Porto Seco


A boa notícia é que Londrina terá, afinal, uma estação aduaneira, o denominado Porto Seco. Uma ação impeditiva tramitava na Justiça, mas agora ela foi retirada, por mérito de negociação intermediada pelo secretário de Indústria e Comércio do Paraná, Eduardo Sciarra. A expectativa é de que em seis meses essa aduana esteja instalada.
Natural que, pela sua importância político-econômica, Londrina precisava ter essa estação aduaneira, que é um importante instrumento de desenvolvimento regional. Trata-se de um órgão que, pela sua característica, funciona com mais agilidade e eficiência que os portos e aeroportos, devido à sua integração com a comunidade, e cria condições para a expansão das empresas instaladas e para atração de novos empreendimentos, como ressalta o secretário.

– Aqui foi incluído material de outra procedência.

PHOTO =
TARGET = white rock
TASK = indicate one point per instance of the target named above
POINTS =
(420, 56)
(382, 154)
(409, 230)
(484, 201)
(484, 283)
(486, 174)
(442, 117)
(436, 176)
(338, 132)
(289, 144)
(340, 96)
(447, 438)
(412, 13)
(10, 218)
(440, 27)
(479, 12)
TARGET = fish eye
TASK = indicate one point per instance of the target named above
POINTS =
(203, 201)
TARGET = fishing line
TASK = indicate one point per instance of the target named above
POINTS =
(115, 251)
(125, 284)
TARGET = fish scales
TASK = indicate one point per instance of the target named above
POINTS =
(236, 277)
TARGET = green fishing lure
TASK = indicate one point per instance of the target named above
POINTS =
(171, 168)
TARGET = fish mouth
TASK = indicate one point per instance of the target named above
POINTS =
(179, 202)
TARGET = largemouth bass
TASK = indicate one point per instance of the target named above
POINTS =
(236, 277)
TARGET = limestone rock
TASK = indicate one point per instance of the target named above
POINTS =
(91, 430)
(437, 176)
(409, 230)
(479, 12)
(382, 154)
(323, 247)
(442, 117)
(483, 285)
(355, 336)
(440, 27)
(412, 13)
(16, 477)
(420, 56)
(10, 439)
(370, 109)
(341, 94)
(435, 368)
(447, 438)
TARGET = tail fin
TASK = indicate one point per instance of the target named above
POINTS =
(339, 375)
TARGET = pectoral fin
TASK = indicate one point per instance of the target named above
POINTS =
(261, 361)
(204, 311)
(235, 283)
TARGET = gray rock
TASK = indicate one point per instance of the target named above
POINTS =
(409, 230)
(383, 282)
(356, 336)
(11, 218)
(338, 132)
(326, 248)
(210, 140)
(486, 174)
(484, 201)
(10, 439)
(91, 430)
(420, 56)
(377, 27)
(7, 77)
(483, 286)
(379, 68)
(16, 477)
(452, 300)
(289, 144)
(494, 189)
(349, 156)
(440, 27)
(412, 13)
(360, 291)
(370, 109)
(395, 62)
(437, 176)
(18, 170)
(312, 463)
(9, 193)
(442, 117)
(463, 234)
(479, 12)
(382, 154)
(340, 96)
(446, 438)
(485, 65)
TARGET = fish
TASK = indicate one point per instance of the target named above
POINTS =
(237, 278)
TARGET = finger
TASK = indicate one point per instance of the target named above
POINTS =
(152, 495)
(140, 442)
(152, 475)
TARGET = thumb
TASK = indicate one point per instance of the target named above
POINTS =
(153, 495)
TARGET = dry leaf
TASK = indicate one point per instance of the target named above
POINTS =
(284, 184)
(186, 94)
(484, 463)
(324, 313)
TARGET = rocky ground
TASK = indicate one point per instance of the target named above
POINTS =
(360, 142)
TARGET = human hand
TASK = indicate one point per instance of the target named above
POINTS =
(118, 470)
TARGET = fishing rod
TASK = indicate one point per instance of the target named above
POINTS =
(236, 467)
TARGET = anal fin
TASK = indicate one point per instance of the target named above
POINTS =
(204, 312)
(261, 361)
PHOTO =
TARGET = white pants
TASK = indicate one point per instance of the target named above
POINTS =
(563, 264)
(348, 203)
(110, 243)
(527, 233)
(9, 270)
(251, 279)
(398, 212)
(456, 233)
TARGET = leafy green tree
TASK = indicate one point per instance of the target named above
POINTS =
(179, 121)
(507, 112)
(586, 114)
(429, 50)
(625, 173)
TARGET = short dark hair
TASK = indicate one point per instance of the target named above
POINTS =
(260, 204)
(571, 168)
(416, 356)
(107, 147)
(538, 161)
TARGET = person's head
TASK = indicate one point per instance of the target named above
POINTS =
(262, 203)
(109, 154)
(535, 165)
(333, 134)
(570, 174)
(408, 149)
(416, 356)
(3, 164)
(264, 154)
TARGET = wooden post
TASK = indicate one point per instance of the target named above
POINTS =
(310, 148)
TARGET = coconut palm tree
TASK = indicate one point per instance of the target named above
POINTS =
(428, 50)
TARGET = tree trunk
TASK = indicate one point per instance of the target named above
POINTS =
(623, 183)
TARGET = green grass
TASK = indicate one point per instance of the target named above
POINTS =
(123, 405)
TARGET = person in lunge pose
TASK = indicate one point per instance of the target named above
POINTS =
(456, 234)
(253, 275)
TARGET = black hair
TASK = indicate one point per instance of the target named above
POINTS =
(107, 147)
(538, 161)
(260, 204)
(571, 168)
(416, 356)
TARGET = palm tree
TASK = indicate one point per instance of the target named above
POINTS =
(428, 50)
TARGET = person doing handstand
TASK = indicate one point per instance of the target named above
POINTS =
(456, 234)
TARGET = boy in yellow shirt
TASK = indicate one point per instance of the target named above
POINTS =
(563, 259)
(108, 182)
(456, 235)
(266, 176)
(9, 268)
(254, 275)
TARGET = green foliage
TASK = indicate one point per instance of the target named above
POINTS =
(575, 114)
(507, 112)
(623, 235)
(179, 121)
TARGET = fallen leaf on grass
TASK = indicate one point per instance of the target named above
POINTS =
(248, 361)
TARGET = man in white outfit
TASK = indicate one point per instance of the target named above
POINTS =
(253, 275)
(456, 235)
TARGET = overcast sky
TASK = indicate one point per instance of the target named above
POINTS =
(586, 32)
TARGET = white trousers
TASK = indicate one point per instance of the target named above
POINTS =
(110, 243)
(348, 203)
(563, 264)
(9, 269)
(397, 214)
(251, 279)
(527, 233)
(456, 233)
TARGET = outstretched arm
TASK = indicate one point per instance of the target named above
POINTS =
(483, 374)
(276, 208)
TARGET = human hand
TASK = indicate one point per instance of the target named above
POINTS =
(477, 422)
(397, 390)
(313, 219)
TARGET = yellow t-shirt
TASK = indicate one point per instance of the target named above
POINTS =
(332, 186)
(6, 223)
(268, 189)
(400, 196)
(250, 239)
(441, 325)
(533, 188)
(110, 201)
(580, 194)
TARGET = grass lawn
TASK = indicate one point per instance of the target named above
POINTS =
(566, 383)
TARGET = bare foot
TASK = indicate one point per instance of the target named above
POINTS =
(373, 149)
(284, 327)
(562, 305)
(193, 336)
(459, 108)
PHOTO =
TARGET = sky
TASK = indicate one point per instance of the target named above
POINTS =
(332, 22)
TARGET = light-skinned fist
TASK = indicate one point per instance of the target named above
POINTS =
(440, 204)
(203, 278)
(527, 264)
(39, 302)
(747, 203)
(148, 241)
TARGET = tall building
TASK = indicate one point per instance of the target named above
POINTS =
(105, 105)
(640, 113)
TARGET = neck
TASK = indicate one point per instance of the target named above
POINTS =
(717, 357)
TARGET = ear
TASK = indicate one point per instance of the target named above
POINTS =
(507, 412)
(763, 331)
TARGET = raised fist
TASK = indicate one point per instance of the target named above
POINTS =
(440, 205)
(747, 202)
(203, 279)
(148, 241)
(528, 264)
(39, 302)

O anúncio da implantação do Porto Seco, feito em Londrina por Sciarra, em presença do prefeito Nedson Micheleti e de lideranças da comunidade regional, animou as autoridades e sobretudo a classe empresarial. Um setor que se manifestou prontamente foi o moveleiro, de Arapongas, cidade distante trinta quilômetros de Londrina e que é o segundo maior pólo produtor de móveis do País, responsável por 8% das exportações brasileiras desses produtos e que embarca mensalmente 150 contêineres pelos portos de Paranaguá e Itajaí.
Com a unidade aduaneira de Londrina, parte significativa das exportações iniciará seu processo aqui mesmo. Também as importações serão beneficiadas, pela facilidade de desembaraço. Outro grande segmento industrial exportador, o da indústria de café solúvel com seus complexos de produção em Londrina e Cornélio Procópio também será beneficiado pela presença do novo Porto Seco. São citados aqui apenas esses dois ramos de atividade porque houve manifestação imediata de seus dirigentes, após a informação trazida pelo secretário da Indústria e Comércio, porém a unidade aduaneira que se instalará em Londrina irá beneficiar todas as empresas que operam com exportação e importação.
A presença de homens do interior no governo é fundamental quando as reivindicações regionais se manifestam, como essa da aduana. O secretário Eduardo Sciarra, londrinense, influiu decisivamente nas negociações para a retirada da ação na Justiça, que argumentava a inviabilidade de uma estação aduaneira distar apenas 100 quilômetros de outra, no caso a de Maringá, já existente. Foi importante também seu desempenho junto ao governador Jaime Lerner para viabilizar o pleito de Londrina.
A cidade, já detentora de respeitável infra-estrutura instalada, em quase todos os setores da atividade humana, enriquece-se ainda mais com o advento da estação aduaneira. A cada conquista, Londrina sede de região metropolitana vai consolidando sua auto-suficiência e firmando-se cada vez mais como pólo de uma vasta região que abarca um grande número de municípios circunvizinhos, não só do Paraná mas também da área fronteiriça do sul de São Paulo.